Sullivan felt that, as an interpreter in the Foreign Service, “your role is not [to] have the ideas. You’re not the originator of ideas.” But science? She’d be making the ideas.
And so began a path that took Sullivan to the ocean, to space and back to the ocean–with many stops in between.
Sullivan’s brother, an engineer and pilot, was “all over” the astronaut selection process in 1976 and applied… and encouraged his sister to apply, too. She admits she didn’t know anything about the Space Shuttle program, but applied anyway, not expecting anything to come of it.
Sullivan was a member of the 1978 class of astronauts. It was the first to include women. Astronauts do more than rocket into space, though, and her first years involved a variety of technical work.
In 1984, she became the first woman to walk in space. She didn’t care about the milestone of being the first, though. “The thought of actually getting to go outside, cruise around the payload bay, do our engineering test and glimpse the world below me without a window frame, all that's just outrageously cool stuff,” she said in a 2008 interview.

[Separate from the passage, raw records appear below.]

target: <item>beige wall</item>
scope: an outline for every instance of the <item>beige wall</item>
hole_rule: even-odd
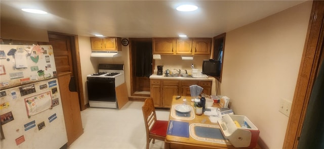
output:
[[[226,34],[221,94],[269,148],[282,147],[289,118],[279,101],[293,100],[311,7],[305,2]]]

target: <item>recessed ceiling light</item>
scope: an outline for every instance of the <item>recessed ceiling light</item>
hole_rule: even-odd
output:
[[[177,10],[181,12],[192,12],[197,9],[197,7],[191,5],[182,5],[177,7]]]
[[[24,9],[24,9],[22,9],[21,10],[24,12],[26,12],[30,13],[33,13],[33,14],[47,14],[47,12],[45,12],[40,10],[33,9]]]

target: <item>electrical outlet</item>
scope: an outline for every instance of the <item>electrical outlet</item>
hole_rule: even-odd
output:
[[[291,108],[291,102],[288,101],[287,100],[283,98],[281,98],[280,100],[280,105],[279,106],[279,112],[285,114],[286,116],[289,117]]]

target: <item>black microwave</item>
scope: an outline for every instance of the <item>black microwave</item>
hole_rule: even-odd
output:
[[[202,74],[209,76],[220,77],[221,64],[221,61],[216,61],[214,59],[204,60],[202,61]]]

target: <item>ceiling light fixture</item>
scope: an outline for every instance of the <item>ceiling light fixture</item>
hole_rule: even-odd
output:
[[[37,10],[37,9],[33,9],[23,8],[21,9],[21,10],[24,12],[33,13],[33,14],[47,14],[47,12],[45,12],[44,11]]]
[[[182,5],[177,7],[177,10],[181,12],[192,12],[197,9],[197,7],[191,5]]]

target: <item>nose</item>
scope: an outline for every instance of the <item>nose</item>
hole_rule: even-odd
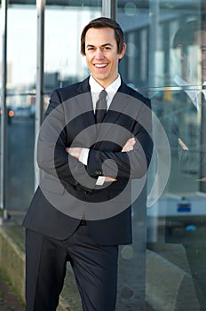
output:
[[[104,58],[104,54],[103,54],[103,52],[101,51],[101,49],[97,49],[95,58],[97,60],[102,60]]]

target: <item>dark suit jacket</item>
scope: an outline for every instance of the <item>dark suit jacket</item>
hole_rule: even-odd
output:
[[[153,150],[150,100],[122,82],[99,125],[88,78],[52,92],[37,145],[44,176],[24,227],[66,239],[83,216],[98,243],[131,243],[131,179],[145,182]],[[131,136],[134,150],[121,152]],[[87,166],[65,151],[69,146],[90,148]],[[96,186],[99,176],[117,181]]]

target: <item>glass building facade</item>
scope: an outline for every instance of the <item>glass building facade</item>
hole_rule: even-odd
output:
[[[154,122],[147,206],[133,204],[134,243],[120,251],[117,310],[206,310],[205,0],[1,1],[1,209],[20,224],[50,93],[88,76],[80,34],[101,15],[124,30],[120,74],[151,99]]]

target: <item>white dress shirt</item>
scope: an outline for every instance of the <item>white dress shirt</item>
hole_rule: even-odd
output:
[[[92,75],[91,75],[91,76],[90,76],[89,84],[91,86],[91,93],[93,109],[95,112],[96,103],[99,100],[99,93],[101,92],[102,90],[104,90],[104,88],[100,84],[99,84],[99,83],[93,78]],[[121,78],[120,78],[120,76],[118,75],[118,77],[110,85],[108,85],[105,89],[105,91],[107,93],[107,109],[109,108],[109,106],[112,102],[112,100],[113,100],[114,96],[115,95],[120,85],[121,85]],[[83,148],[82,149],[82,152],[81,152],[81,155],[79,157],[79,161],[82,162],[84,165],[87,165],[89,152],[90,152],[89,148]],[[104,181],[105,181],[105,176],[99,176],[96,185],[99,185],[99,186],[103,185]]]

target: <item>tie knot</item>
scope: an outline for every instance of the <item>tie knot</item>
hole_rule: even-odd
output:
[[[100,100],[106,100],[106,96],[107,95],[107,92],[104,90],[102,90],[99,93],[99,99]]]
[[[107,92],[105,90],[102,90],[101,92],[99,93],[99,100],[96,103],[96,123],[100,124],[107,113],[107,100],[106,100],[106,96],[107,96]]]

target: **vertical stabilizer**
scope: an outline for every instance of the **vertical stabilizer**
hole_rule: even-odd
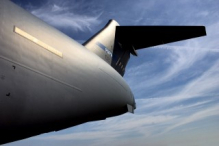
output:
[[[83,44],[88,50],[98,55],[110,65],[112,62],[116,26],[119,26],[119,24],[115,20],[110,20],[103,29]]]

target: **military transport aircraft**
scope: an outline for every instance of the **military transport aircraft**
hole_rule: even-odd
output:
[[[204,26],[119,26],[110,20],[81,45],[1,0],[0,144],[134,113],[123,79],[130,54],[204,35]]]

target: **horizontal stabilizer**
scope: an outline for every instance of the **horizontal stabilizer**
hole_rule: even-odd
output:
[[[129,48],[132,47],[136,50],[205,35],[206,31],[204,26],[116,27],[116,41],[121,45]]]

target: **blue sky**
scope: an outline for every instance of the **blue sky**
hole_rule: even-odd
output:
[[[83,43],[109,19],[120,25],[204,25],[207,36],[132,56],[124,76],[135,114],[90,122],[4,146],[217,146],[219,1],[12,0]]]

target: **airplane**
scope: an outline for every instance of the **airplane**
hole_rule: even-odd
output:
[[[0,144],[134,113],[123,79],[130,54],[206,35],[204,26],[110,20],[80,44],[9,0],[0,20]]]

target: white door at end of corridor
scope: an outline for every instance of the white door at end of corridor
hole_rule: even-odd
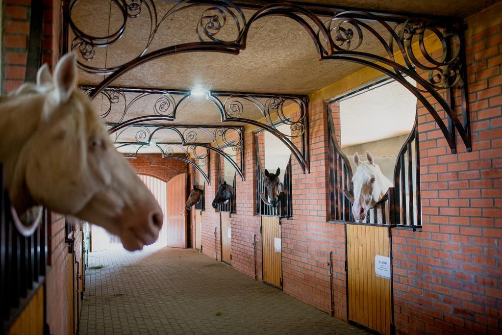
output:
[[[162,213],[164,214],[162,229],[160,230],[160,233],[159,234],[159,238],[154,244],[158,247],[166,247],[167,246],[167,188],[166,186],[167,183],[152,176],[145,174],[140,174],[138,176],[155,197],[155,199],[162,209]]]

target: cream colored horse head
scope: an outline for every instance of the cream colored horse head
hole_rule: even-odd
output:
[[[119,236],[128,250],[141,249],[157,240],[162,210],[76,80],[69,54],[53,79],[44,66],[36,85],[0,98],[0,163],[13,205],[22,212],[41,204],[77,216]]]
[[[393,185],[367,151],[366,158],[367,162],[361,162],[359,154],[354,154],[354,164],[357,167],[352,178],[354,189],[352,213],[355,219],[359,220],[364,219],[369,208],[385,195]]]

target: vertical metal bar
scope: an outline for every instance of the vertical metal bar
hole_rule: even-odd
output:
[[[255,235],[253,236],[253,251],[255,253],[255,280],[258,280],[258,274],[257,272],[258,271],[258,269],[257,267],[257,264],[256,264],[256,234],[255,234]]]
[[[25,81],[33,82],[37,80],[37,72],[42,62],[44,2],[32,1],[30,13],[30,35]]]
[[[401,196],[399,194],[401,189],[400,187],[400,173],[398,171],[401,171],[401,155],[398,156],[398,160],[396,162],[396,167],[394,170],[394,223],[396,225],[399,225],[401,222],[401,214],[400,210],[400,201]]]
[[[19,244],[18,245],[18,252],[19,253],[19,296],[26,298],[28,294],[28,239],[18,233]]]
[[[417,121],[418,124],[418,121]],[[470,131],[470,130],[469,130]],[[422,198],[420,194],[420,150],[418,140],[418,126],[415,129],[415,171],[417,175],[417,226],[422,226]],[[413,229],[415,230],[415,227]]]
[[[329,293],[331,297],[331,316],[335,316],[335,300],[333,297],[333,252],[329,253]]]
[[[465,27],[464,27],[465,29]],[[465,37],[464,32],[458,34],[460,39],[460,54],[459,57],[462,62],[460,66],[461,77],[463,79],[460,81],[460,99],[462,103],[462,123],[464,130],[465,131],[468,143],[465,146],[467,152],[472,151],[472,139],[470,130],[470,117],[469,113],[469,87],[467,85],[467,71],[465,65],[467,58],[465,55]]]
[[[450,106],[451,107],[452,110],[454,112],[455,92],[453,87],[450,87],[446,90],[446,101],[450,105]],[[455,132],[455,126],[453,126],[453,123],[451,122],[451,118],[448,116],[446,116],[446,118],[448,119],[448,129],[450,133],[450,141],[451,143],[453,143],[455,145],[455,148],[456,148],[457,136]],[[451,153],[455,154],[456,153],[456,149],[451,150]]]
[[[400,162],[401,163],[401,201],[402,202],[402,206],[401,208],[402,209],[403,213],[403,224],[406,225],[407,220],[406,220],[406,208],[407,207],[406,205],[406,183],[405,182],[406,180],[406,176],[405,175],[406,173],[406,169],[405,165],[405,152],[403,151],[401,153],[401,157],[400,158]]]
[[[221,215],[221,214],[220,214]],[[218,244],[216,242],[216,229],[217,227],[214,227],[214,259],[218,260]]]
[[[385,203],[388,201],[389,201],[388,199],[386,200],[385,202],[382,202],[382,204],[381,205],[382,206],[382,223],[384,225],[387,224],[385,217],[386,216]]]
[[[408,199],[410,201],[410,226],[414,227],[414,220],[413,219],[413,165],[412,156],[412,142],[410,141],[408,145],[408,182],[410,183],[408,186]]]
[[[333,135],[332,135],[331,136],[332,136]],[[330,143],[331,143],[331,141],[330,140]],[[334,152],[334,145],[333,145],[332,143],[331,144],[331,147],[330,155],[332,157],[332,159],[333,161],[333,171],[332,171],[332,173],[334,177],[333,182],[334,182],[334,184],[333,184],[331,187],[333,187],[333,194],[334,197],[333,199],[333,202],[334,203],[333,204],[333,209],[334,210],[334,212],[335,213],[335,217],[332,218],[334,218],[335,220],[339,220],[340,205],[339,204],[339,201],[340,200],[340,191],[338,189],[338,160],[336,159],[337,155],[336,153]],[[332,182],[332,183],[333,182]]]

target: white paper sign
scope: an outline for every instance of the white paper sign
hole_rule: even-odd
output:
[[[274,238],[274,249],[276,253],[281,252],[281,239]]]
[[[375,255],[375,274],[379,277],[391,278],[391,259],[389,257]]]

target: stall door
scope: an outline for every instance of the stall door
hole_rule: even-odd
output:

She and fellow mission specialist Dave Leestma spent three-and-a-half hours showing that satellites could be refueled in orbit.
She also flew on the Discovery in April 1990 as one of the crew who deployed the Hubble Space Telescope. To do this, the Shuttle orbiter reached an altitude of 386 miles, the highest ever for a Shuttle.

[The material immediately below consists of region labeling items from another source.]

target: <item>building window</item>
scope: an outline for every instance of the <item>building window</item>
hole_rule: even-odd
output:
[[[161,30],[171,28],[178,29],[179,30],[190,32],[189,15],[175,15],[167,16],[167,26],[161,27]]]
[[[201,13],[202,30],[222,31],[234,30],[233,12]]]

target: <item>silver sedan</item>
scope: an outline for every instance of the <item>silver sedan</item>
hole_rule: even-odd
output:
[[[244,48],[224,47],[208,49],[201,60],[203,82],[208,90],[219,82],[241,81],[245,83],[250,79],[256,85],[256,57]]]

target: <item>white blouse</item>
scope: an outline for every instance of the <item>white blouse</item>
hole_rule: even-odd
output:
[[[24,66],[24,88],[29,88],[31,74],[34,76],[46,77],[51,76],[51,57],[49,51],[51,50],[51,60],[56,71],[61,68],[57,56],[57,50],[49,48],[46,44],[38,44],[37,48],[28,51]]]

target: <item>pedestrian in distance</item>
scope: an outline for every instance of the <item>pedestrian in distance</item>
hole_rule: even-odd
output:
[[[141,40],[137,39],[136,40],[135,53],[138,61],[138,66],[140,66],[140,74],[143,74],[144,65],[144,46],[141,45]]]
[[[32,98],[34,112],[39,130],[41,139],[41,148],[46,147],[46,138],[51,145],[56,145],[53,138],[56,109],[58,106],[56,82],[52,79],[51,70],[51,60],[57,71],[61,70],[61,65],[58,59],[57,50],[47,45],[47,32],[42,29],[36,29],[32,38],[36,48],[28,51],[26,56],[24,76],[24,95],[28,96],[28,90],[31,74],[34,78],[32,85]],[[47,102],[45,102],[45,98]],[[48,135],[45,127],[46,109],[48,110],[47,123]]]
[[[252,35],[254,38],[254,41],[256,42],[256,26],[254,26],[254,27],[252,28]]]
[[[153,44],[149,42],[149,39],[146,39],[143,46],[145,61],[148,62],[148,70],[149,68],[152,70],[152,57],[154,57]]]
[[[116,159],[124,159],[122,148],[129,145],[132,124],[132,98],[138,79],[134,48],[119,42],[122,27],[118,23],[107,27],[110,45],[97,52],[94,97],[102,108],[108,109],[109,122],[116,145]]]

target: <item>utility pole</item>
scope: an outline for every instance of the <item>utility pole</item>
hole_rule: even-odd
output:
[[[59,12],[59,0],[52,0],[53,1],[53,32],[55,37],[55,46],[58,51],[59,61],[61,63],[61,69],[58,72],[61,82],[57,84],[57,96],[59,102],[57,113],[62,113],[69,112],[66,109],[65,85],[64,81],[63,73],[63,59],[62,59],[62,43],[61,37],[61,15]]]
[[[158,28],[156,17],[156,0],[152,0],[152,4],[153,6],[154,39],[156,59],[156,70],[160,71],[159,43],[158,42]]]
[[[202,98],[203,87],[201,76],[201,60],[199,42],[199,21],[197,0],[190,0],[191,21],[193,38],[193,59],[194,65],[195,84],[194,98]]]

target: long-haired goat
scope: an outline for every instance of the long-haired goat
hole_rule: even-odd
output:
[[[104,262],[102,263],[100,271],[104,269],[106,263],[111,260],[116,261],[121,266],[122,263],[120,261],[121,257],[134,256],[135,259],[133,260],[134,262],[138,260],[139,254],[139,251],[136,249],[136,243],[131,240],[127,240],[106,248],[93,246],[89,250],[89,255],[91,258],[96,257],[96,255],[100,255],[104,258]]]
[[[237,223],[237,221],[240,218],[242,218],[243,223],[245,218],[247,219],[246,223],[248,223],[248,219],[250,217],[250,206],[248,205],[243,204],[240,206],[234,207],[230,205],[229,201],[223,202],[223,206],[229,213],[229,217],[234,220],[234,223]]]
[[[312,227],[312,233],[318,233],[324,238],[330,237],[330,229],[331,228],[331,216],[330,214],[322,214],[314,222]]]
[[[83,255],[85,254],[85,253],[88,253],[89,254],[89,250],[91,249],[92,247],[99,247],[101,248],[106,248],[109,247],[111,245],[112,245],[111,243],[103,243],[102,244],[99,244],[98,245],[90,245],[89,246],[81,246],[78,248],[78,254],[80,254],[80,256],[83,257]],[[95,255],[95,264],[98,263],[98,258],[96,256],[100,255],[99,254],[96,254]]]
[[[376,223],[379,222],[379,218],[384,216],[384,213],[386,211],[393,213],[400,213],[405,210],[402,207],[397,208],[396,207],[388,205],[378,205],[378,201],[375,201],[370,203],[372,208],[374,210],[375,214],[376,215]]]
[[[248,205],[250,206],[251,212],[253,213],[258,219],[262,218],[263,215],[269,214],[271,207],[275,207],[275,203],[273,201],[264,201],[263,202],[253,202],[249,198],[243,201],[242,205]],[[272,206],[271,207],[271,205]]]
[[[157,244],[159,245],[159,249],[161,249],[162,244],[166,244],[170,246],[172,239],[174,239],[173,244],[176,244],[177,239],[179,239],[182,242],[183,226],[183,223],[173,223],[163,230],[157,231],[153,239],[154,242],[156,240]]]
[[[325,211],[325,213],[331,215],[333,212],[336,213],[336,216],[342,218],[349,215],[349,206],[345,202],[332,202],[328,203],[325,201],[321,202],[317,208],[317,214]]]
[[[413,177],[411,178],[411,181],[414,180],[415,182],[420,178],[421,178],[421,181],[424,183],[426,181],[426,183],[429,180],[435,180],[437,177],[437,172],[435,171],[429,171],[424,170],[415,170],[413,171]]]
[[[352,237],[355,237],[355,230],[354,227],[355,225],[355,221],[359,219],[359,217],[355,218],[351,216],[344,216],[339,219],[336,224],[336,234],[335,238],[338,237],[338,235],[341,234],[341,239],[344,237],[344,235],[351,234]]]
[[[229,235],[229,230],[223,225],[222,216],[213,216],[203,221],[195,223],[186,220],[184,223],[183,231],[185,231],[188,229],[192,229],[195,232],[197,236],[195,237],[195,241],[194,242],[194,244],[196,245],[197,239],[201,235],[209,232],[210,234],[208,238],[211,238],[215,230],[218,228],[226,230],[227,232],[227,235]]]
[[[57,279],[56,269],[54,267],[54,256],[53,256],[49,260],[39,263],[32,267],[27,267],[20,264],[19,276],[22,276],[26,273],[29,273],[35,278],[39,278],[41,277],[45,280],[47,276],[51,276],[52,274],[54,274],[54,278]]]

The Discovery flight in March 1992 was her third and final mission.
Sullivan spent 532 hours–over 22 days–in space, leaving NASA in 1993.
On June 7, 2020, Sullivan went all-in on her ocean roots… or depths. She descended 35,853 feet to the Challenger Deep in the Pacific Ocean and is the first woman to make the trip.

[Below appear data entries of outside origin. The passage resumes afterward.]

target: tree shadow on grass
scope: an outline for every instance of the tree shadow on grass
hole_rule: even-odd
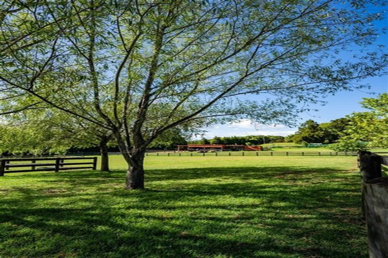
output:
[[[153,170],[148,189],[127,191],[124,173],[15,176],[29,183],[1,192],[0,256],[366,257],[356,175]]]

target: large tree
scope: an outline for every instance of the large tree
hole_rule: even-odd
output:
[[[379,73],[383,54],[338,53],[373,42],[383,17],[369,9],[383,3],[3,1],[0,105],[50,106],[110,131],[126,187],[142,188],[146,148],[168,129],[290,121],[299,103]]]

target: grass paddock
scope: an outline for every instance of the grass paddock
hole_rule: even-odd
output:
[[[367,257],[355,157],[110,158],[0,178],[0,257]]]

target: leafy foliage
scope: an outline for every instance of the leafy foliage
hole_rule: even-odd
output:
[[[388,94],[365,98],[361,103],[370,111],[354,112],[349,116],[350,122],[346,135],[341,138],[338,144],[363,141],[368,142],[368,148],[388,148]]]

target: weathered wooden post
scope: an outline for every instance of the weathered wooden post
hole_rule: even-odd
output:
[[[359,160],[369,257],[388,258],[388,177],[381,177],[381,166],[388,160],[369,152],[359,153]]]
[[[97,169],[97,157],[93,157],[93,170],[95,170]]]
[[[6,161],[2,160],[0,161],[0,176],[4,176],[4,168],[6,166]]]
[[[388,177],[363,183],[370,258],[388,258]]]
[[[55,158],[55,167],[54,168],[54,171],[55,172],[59,171],[59,164],[61,163],[61,158]]]
[[[360,152],[359,153],[360,170],[363,182],[381,177],[381,157],[372,154],[370,152]]]

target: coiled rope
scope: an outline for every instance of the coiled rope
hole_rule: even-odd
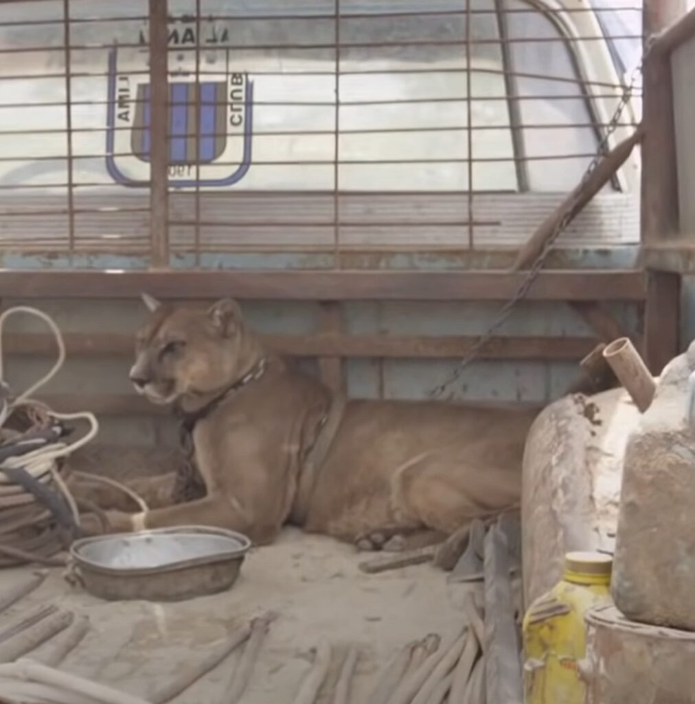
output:
[[[11,315],[42,320],[58,345],[58,358],[45,376],[12,398],[5,380],[3,328]],[[65,459],[91,442],[98,432],[87,411],[58,413],[32,396],[63,367],[65,346],[58,326],[46,313],[20,306],[0,315],[0,567],[39,562],[62,565],[53,558],[81,534],[79,506],[66,485]],[[87,434],[68,442],[65,422],[86,421]],[[101,512],[85,505],[86,510]]]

Just the descent took four hours in the two-person submersible.
For almost a year, Sullivan was the only person in history to have gone to space and the Challenger Deep. In March 2021, explorer Garriott de Cayeux joined the exclusive club.
Sullivan also spent time in the military. She joined the U.S. Naval Reserve in 1988, retiring in 2006 with the rank of captain.
She had two stints in the federal government’s National Oceanic and Atmospheric Administration (NOAA), which focuses on oceans, weather and climate. The Senate confirmed her as NOAA’s chief scientist in 1993, and she served as NOAA’s administrator from 2014 to 2017.
Her resume listing all her other positions, awards and honors is long and varied.
From hundreds of miles above the Earth to seven miles beneath the ocean’s surface, Kathy Sullivan is a one-of-a-kind scientist and explorer.